Tidak hanya menghancurleburkan Jalur Gaza, konflik juga memojokkan Isarel ke dalam kesulitan. Di samping lebih dari 1.200 orang yang tewas dan sekitar 10.000 orang yang luka-luka selama setahun ini, ekonomi Israel juga mengalami kerugian yang besar. Menuurt prakiraan Bank Sentral Israel, apabila konflik terus terjadi sampai tahun depan, biaya perang yang diderita Israel akan mencapai 66 miliar USD, sama dengan 12 persen Produk Domestik Bruto (PDB) negara ini, bahkan masih lebih tinggi, mengubah konflik ini menjadi perang yang paling mahal dalam sejarah Israel. Menghadapi bahaya konflik terjadi secara berlaurt-larut dan tersebar-luas, Dana Moneter Internasional (IMF) pada bulan September juga menurun prakiraan terhadap pertumbuhan Israel tahun ini hanya sebesar 1-1,9 persen yaitu sama dengan 1/3 prakiraan yang disampaikan pada tgl 07 Oktober tahun lalu. 

 

Konflik sedang Menyebar-luas

 

Dampak dari konflik yang terjadi pada setahun lalu sedang melampaui garis perbatasan di Jalur Gaxa dan menuju ke skenario yang terburuk yang diperingatkan kalangan pengamat yaitu konflik di Jalur Gaza ada bahaya mengaktifkan satu perang komprehensif di Timur Tengah. Sekarang, konflik telah menyebar ke Lebanon dengan  peningkatan serangan udara dan pembukan operasi serangan di darat oleh Israel di Lebanon Selatan untuk membasmi Pasukan Hezbollah, sekutu penting Hamas. 

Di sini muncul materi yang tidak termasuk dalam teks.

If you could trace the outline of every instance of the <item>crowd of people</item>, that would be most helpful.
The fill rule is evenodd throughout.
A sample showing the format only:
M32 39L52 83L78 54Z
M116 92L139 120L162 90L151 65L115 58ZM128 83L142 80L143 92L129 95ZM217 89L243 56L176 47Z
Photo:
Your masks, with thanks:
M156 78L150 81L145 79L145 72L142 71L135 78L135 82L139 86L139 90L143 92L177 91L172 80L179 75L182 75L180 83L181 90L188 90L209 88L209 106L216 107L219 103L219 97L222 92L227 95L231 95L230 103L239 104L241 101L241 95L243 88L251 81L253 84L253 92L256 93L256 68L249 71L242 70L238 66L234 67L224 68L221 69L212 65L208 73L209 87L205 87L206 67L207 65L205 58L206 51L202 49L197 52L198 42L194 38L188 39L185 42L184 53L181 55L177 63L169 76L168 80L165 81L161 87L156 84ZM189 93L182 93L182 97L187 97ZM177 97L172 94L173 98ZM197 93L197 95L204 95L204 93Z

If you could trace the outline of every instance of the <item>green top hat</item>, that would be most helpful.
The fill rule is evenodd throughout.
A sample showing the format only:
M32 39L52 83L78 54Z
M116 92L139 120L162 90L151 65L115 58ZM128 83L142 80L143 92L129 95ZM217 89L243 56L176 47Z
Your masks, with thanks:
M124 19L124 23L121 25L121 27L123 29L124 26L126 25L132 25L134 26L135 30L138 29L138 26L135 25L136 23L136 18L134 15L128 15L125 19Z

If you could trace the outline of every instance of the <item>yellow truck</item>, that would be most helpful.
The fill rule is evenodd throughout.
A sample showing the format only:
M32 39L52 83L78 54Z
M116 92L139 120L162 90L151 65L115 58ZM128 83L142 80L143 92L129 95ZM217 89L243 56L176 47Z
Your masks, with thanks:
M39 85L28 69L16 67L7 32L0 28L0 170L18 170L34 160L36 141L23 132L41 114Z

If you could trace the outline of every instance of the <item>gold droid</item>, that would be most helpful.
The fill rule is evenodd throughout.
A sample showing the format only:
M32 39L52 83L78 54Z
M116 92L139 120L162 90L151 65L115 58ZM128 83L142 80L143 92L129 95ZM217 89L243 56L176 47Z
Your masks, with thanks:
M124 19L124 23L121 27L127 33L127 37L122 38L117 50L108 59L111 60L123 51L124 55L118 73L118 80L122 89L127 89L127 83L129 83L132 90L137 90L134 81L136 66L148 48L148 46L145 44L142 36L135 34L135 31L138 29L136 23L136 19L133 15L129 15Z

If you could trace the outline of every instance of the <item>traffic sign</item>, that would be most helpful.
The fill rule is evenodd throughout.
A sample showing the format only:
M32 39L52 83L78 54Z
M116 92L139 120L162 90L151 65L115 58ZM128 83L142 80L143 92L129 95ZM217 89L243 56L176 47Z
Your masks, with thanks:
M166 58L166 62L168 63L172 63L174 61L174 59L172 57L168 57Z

Pakar Karima Laachir, Direktur Pusat Penelitian Arab dan Islam, Universitas Nasional Australia menilai bahwa putaran eskalasi kekerasan sekarang di Timur Tengah menunjukkan ketidak-berdayaan dari komunitas internasional, khususnya PBB serta kebijakan yang gagal dari semua pihak, terutama Israel dan negara-negara sekutu di Barat. Oleh karena itu,  menurut dia, situasi sekarang menuntut semua pihak perlu segera mengubah secara kuat pola pikir tentang keamanan yang berjangka panjang bagi seluruh kawasan, sebelum jatuh pada situasi yang tidak bisa diselamatkan. 

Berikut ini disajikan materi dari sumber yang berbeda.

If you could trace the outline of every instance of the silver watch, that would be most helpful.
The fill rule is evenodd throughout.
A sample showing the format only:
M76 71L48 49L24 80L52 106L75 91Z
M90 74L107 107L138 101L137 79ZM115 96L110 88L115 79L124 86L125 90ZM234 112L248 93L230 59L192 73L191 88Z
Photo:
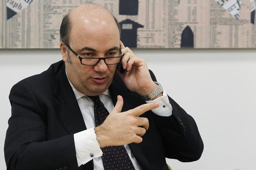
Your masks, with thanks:
M142 99L146 101L150 100L156 97L161 93L164 91L164 89L163 88L163 87L162 87L160 83L156 81L154 81L154 82L158 85L157 87L153 91L153 92L149 95L142 96L141 98Z

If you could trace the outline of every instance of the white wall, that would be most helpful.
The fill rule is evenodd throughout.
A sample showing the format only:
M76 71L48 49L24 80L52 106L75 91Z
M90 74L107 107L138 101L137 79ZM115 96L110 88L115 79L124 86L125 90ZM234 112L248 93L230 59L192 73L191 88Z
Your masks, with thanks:
M255 169L255 49L133 49L168 94L196 120L204 145L199 160L167 159L173 170ZM61 59L59 50L0 50L0 169L15 83ZM156 155L156 156L157 156Z

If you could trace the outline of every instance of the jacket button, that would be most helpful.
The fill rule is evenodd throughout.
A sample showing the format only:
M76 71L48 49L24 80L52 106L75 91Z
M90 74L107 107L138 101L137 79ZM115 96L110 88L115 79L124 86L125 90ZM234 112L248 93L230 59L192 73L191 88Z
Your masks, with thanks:
M178 118L178 120L179 120L179 121L180 121L180 117L178 116L178 117L177 117Z

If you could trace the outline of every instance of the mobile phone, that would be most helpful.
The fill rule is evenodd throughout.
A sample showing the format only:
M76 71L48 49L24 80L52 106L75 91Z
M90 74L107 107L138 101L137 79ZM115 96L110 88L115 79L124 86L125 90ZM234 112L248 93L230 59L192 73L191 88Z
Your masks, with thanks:
M121 73L124 73L125 72L125 70L123 68L123 64L121 61L117 64L117 69Z

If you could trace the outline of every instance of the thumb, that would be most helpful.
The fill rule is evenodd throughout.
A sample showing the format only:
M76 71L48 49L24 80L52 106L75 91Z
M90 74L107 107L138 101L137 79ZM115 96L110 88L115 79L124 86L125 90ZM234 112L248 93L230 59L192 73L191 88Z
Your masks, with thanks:
M123 105L124 104L124 101L123 100L123 97L121 96L117 96L117 101L116 104L113 110L111 112L111 113L120 113L123 108Z

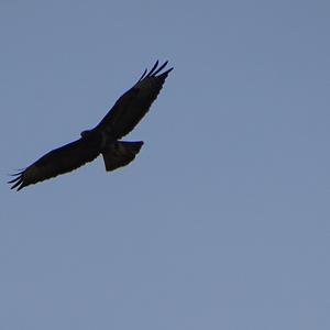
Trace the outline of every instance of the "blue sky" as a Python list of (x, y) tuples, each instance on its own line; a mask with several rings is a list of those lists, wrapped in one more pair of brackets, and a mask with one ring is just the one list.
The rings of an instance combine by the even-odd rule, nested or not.
[[(328, 1), (0, 2), (0, 328), (329, 329)], [(20, 193), (155, 59), (128, 140)]]

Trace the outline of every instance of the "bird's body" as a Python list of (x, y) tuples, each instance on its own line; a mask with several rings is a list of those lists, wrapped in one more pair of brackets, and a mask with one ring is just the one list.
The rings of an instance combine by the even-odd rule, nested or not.
[[(91, 130), (81, 132), (81, 138), (55, 148), (24, 170), (16, 173), (9, 182), (12, 189), (22, 188), (72, 172), (86, 163), (103, 156), (106, 170), (113, 170), (131, 163), (140, 152), (143, 142), (120, 141), (129, 134), (148, 111), (152, 102), (157, 98), (163, 84), (173, 69), (160, 72), (158, 62), (139, 81), (123, 94), (106, 117)], [(157, 75), (160, 74), (160, 75)]]

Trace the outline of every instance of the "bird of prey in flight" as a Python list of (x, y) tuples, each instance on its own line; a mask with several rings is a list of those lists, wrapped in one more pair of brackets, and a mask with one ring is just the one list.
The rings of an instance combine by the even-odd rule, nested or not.
[(72, 172), (84, 164), (94, 161), (100, 154), (103, 157), (106, 170), (113, 170), (131, 163), (143, 141), (121, 141), (129, 134), (148, 111), (157, 98), (168, 73), (163, 72), (167, 62), (145, 70), (138, 82), (123, 94), (106, 117), (91, 130), (80, 133), (80, 139), (55, 148), (25, 169), (14, 174), (9, 182), (11, 189), (22, 188)]

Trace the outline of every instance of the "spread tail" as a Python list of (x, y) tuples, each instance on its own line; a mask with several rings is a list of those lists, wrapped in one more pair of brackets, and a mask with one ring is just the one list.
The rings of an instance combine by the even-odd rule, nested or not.
[(139, 154), (142, 145), (143, 145), (143, 141), (113, 142), (102, 152), (106, 169), (113, 170), (118, 167), (122, 167), (130, 164)]

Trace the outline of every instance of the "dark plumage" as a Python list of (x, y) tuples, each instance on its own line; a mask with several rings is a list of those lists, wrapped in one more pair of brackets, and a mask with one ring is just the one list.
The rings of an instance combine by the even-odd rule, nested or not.
[(124, 142), (120, 139), (135, 128), (157, 98), (168, 73), (173, 69), (161, 73), (166, 65), (167, 62), (158, 67), (157, 61), (150, 72), (145, 70), (138, 82), (118, 99), (100, 123), (89, 131), (81, 132), (79, 140), (48, 152), (22, 172), (14, 174), (14, 178), (9, 182), (12, 184), (11, 189), (21, 190), (29, 185), (72, 172), (100, 154), (103, 156), (106, 170), (131, 163), (143, 142)]

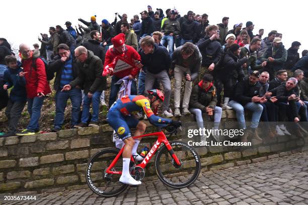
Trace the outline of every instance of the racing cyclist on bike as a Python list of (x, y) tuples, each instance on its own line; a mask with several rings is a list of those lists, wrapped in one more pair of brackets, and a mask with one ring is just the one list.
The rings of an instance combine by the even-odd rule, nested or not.
[(109, 124), (117, 133), (119, 138), (123, 140), (125, 147), (123, 151), (123, 169), (119, 181), (129, 185), (139, 185), (140, 181), (136, 181), (129, 173), (130, 156), (133, 155), (137, 161), (143, 160), (143, 158), (137, 154), (137, 148), (140, 138), (132, 138), (129, 128), (135, 128), (134, 136), (143, 135), (146, 125), (139, 121), (134, 115), (142, 110), (145, 113), (149, 122), (157, 127), (164, 127), (172, 125), (178, 128), (181, 126), (181, 122), (171, 119), (161, 118), (154, 115), (151, 110), (151, 106), (155, 110), (159, 105), (159, 101), (163, 101), (164, 93), (158, 89), (147, 90), (148, 95), (126, 95), (117, 100), (110, 107), (107, 115)]

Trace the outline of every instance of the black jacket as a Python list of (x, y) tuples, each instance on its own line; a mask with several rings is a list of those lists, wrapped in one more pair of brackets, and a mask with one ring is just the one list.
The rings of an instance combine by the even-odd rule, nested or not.
[[(53, 88), (55, 90), (57, 90), (60, 88), (60, 81), (61, 80), (61, 75), (62, 71), (64, 68), (64, 62), (61, 61), (61, 57), (59, 55), (55, 56), (52, 61), (48, 64), (48, 71), (53, 73), (56, 72), (54, 82), (53, 82)], [(76, 64), (76, 59), (73, 57), (72, 61), (72, 70), (73, 75), (73, 80), (77, 77), (78, 75), (78, 69)]]
[(275, 87), (279, 86), (281, 83), (283, 82), (283, 81), (277, 78), (277, 77), (274, 78), (272, 80), (271, 80), (269, 82), (269, 86), (268, 87), (269, 90), (271, 90), (272, 89), (274, 89)]
[(147, 17), (144, 19), (142, 19), (141, 22), (141, 32), (140, 34), (140, 36), (142, 36), (143, 34), (146, 34), (147, 36), (150, 36), (150, 34), (153, 33), (154, 27), (153, 27), (153, 20), (150, 17)]
[(238, 79), (243, 80), (245, 75), (242, 66), (248, 60), (246, 57), (240, 59), (231, 51), (227, 51), (222, 54), (217, 68), (214, 70), (215, 75), (219, 79), (226, 79), (233, 76), (236, 71)]
[(236, 86), (234, 100), (244, 106), (248, 102), (251, 102), (252, 97), (259, 95), (261, 84), (257, 82), (254, 85), (249, 84), (249, 79), (239, 81)]
[(146, 68), (146, 72), (157, 74), (163, 70), (167, 71), (170, 67), (171, 60), (168, 51), (164, 47), (154, 45), (152, 53), (145, 55), (143, 50), (139, 52), (141, 63)]
[(200, 39), (197, 44), (202, 55), (202, 65), (208, 66), (212, 63), (217, 63), (221, 57), (222, 48), (219, 41), (211, 41), (206, 36)]
[(111, 39), (114, 36), (114, 29), (110, 24), (106, 25), (105, 27), (102, 27), (102, 39), (103, 42), (106, 42), (107, 44), (111, 43)]
[(299, 60), (299, 54), (297, 52), (297, 49), (292, 48), (289, 48), (287, 52), (288, 53), (288, 57), (287, 57), (286, 61), (283, 65), (283, 69), (289, 70)]
[(89, 40), (89, 41), (84, 43), (88, 50), (92, 51), (94, 55), (97, 56), (102, 60), (103, 64), (105, 63), (105, 49), (100, 45), (100, 43), (95, 40)]
[(198, 23), (193, 20), (184, 21), (181, 24), (181, 34), (183, 39), (192, 40), (194, 43), (196, 42), (198, 37)]
[(155, 19), (153, 20), (153, 27), (155, 31), (161, 31), (162, 28), (162, 20)]
[(69, 33), (62, 29), (58, 34), (59, 35), (59, 44), (65, 43), (70, 48), (72, 46), (76, 47), (76, 41)]
[(102, 75), (103, 63), (101, 59), (93, 54), (91, 51), (88, 51), (88, 58), (82, 63), (77, 61), (78, 75), (69, 83), (72, 87), (76, 85), (83, 87), (85, 94), (88, 92), (94, 93), (96, 91), (106, 89), (106, 78)]

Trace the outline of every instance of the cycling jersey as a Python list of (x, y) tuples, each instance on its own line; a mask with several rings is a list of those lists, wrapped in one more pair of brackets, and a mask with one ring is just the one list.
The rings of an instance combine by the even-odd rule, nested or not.
[(130, 115), (142, 110), (152, 125), (166, 127), (171, 123), (172, 120), (154, 115), (148, 99), (143, 95), (126, 95), (118, 99), (110, 107), (107, 120), (119, 137), (124, 140), (131, 137), (129, 128), (135, 128), (139, 122)]

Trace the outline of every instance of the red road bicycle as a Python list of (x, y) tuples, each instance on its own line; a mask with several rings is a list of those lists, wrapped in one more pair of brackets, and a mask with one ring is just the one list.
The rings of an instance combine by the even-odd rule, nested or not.
[[(166, 133), (167, 135), (176, 135), (176, 128), (172, 128), (172, 130)], [(157, 151), (154, 160), (155, 168), (159, 178), (164, 184), (180, 189), (192, 184), (198, 178), (201, 169), (200, 157), (194, 148), (184, 142), (169, 142), (163, 131), (133, 138), (149, 136), (157, 136), (157, 141), (140, 163), (136, 164), (140, 162), (135, 161), (131, 156), (131, 176), (137, 180), (141, 180), (144, 177), (144, 168)], [(122, 174), (123, 150), (124, 146), (121, 150), (104, 149), (89, 160), (87, 166), (87, 182), (95, 193), (105, 197), (116, 196), (129, 186), (119, 181)], [(151, 168), (148, 170), (155, 173)]]

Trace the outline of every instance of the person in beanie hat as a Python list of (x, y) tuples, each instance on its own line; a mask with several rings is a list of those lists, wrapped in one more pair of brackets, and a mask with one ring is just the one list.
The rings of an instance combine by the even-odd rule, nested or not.
[[(240, 59), (240, 46), (233, 43), (228, 46), (227, 49), (221, 57), (221, 59), (217, 65), (217, 70), (214, 72), (214, 76), (217, 80), (215, 86), (217, 88), (217, 105), (220, 106), (221, 97), (220, 93), (223, 85), (224, 101), (222, 110), (231, 110), (232, 108), (228, 106), (230, 97), (232, 97), (234, 88), (237, 81), (243, 81), (244, 74), (242, 66), (247, 62), (247, 57)], [(235, 75), (235, 71), (236, 74)]]
[[(263, 111), (263, 107), (260, 103), (266, 101), (265, 96), (260, 97), (259, 91), (261, 84), (259, 83), (260, 72), (257, 70), (251, 73), (250, 76), (237, 84), (232, 100), (228, 106), (237, 113), (237, 119), (240, 129), (245, 130), (242, 136), (242, 142), (248, 142), (249, 137), (262, 142), (262, 139), (258, 135), (257, 128), (259, 122)], [(253, 112), (251, 124), (249, 129), (246, 129), (245, 118), (245, 110)]]
[[(113, 74), (111, 78), (111, 89), (109, 95), (109, 108), (116, 100), (118, 91), (120, 85), (116, 83), (124, 77), (128, 76), (129, 80), (132, 80), (130, 87), (130, 93), (137, 94), (137, 85), (134, 78), (138, 73), (142, 65), (140, 61), (141, 59), (139, 54), (131, 46), (125, 45), (125, 35), (119, 34), (111, 39), (113, 47), (109, 48), (106, 54), (104, 65), (103, 76), (108, 74)], [(129, 69), (123, 70), (113, 73), (113, 69), (117, 63), (117, 60), (122, 58), (134, 66)]]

“Saya pikir bahwa yang paling penting ialah para pemimpin harus mengerti bahwa tidak bisa menggunakan bom dan amunisi untuk membuka jalan bagi perdamaian dan keamanan. Tidak bisa mendiskusikan keamanan bagi Israel apabila tidak mendiskusikan keamanan bagi negara-negara tetangga seperti Lebanon, Jordania, Mesir, dan lain-lain, khususnya apabila tidak membebaskan orang Palestina”. 

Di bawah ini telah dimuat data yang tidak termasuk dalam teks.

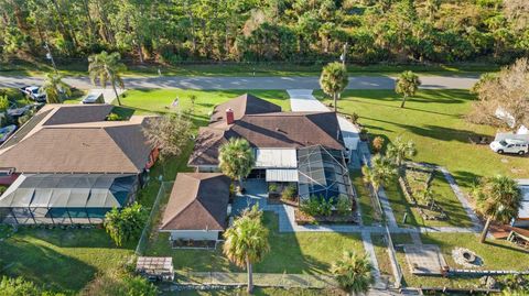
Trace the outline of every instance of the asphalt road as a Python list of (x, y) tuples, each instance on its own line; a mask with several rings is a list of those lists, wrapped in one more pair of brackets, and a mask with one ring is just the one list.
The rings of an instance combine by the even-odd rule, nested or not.
[[(42, 77), (0, 76), (0, 87), (40, 85)], [(349, 77), (348, 89), (393, 89), (395, 77)], [(188, 88), (188, 89), (319, 89), (319, 77), (127, 77), (125, 87), (130, 88)], [(64, 81), (80, 89), (94, 88), (88, 77), (66, 77)], [(421, 88), (471, 88), (477, 77), (422, 76)]]

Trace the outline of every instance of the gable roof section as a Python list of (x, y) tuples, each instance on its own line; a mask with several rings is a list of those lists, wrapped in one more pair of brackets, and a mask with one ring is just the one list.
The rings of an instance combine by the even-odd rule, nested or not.
[(280, 112), (246, 116), (226, 132), (244, 138), (256, 147), (303, 147), (323, 145), (344, 149), (338, 121), (333, 112)]
[[(15, 142), (0, 146), (0, 166), (18, 173), (142, 172), (151, 152), (142, 129), (151, 118), (105, 121), (111, 108), (44, 106), (33, 118), (39, 122), (25, 124)], [(79, 120), (72, 122), (72, 116)]]
[(281, 112), (281, 107), (271, 103), (267, 100), (260, 99), (256, 96), (245, 94), (227, 102), (220, 103), (213, 109), (213, 114), (209, 119), (209, 127), (222, 128), (226, 127), (226, 110), (234, 110), (235, 120), (241, 119), (247, 114), (262, 114)]
[(160, 229), (225, 230), (229, 183), (223, 174), (180, 173)]
[(89, 112), (87, 112), (85, 106), (61, 106), (56, 109), (55, 113), (44, 122), (44, 125), (104, 121), (112, 108), (112, 105), (94, 103), (89, 107)]
[[(19, 173), (139, 173), (150, 153), (141, 141), (139, 125), (47, 128), (1, 153), (0, 164)], [(144, 147), (132, 151), (140, 145)]]
[(188, 165), (215, 165), (218, 163), (218, 150), (228, 140), (224, 136), (224, 130), (199, 128), (195, 140), (195, 147), (191, 153)]
[(188, 165), (218, 165), (218, 149), (230, 138), (244, 138), (260, 149), (300, 149), (322, 145), (343, 150), (334, 112), (277, 112), (245, 116), (228, 129), (201, 128)]

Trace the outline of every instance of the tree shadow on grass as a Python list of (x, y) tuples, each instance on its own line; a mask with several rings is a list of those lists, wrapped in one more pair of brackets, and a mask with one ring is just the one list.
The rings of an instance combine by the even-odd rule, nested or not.
[(321, 274), (322, 271), (328, 270), (330, 263), (302, 252), (296, 233), (279, 232), (279, 218), (276, 213), (266, 212), (264, 223), (270, 230), (270, 252), (262, 262), (256, 264), (255, 272)]
[(391, 122), (391, 121), (386, 121), (386, 120), (375, 119), (369, 117), (365, 117), (365, 119), (392, 124), (401, 129), (404, 129), (411, 133), (414, 133), (417, 135), (431, 138), (440, 141), (457, 141), (461, 143), (469, 144), (469, 140), (468, 140), (469, 138), (475, 139), (475, 138), (487, 136), (485, 134), (476, 133), (474, 131), (452, 129), (452, 128), (445, 128), (445, 127), (439, 127), (439, 125), (432, 125), (432, 124), (415, 127), (415, 125)]
[(77, 292), (91, 281), (97, 270), (77, 259), (14, 234), (0, 243), (1, 273), (56, 292)]

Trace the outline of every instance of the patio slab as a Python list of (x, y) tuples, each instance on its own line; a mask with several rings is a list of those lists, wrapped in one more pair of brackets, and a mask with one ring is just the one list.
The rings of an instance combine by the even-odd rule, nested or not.
[(417, 275), (441, 275), (446, 262), (436, 244), (404, 244), (410, 272)]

Ketika berbagi terhadap penilaian ini, diplomat Israel, Bapak Elie Barnavi, mantan Duta Besar (Dubes) Israel di Prancis menyatakan bahwa setahun setelah konflik di Jalur Gaza, operasi-operasi militer tidak membuat keamanan Israel menjadi baik, melainkan memburuk ketika negara ini secara serempak harus menghadapi 7 front yaitu Pasukan Hamas di Jalur Gaza, Pasukan Hezbollah di Lebanon; Gerakan Intifada di Tepi Barat; Pasukan Houthi di Yaman,; Pasukan gerilyawan di Irak; Pasukan gerilyawan di Suriah dan Iran. Oleh karena itu, solusi diplomatik, dimulai dengan satu gencatan senjata dan pembebasan sandera di Jalur Gaza merupakan jalan satu-satunya untuk menghindari skenario yang paling buruk untuk semua pihak.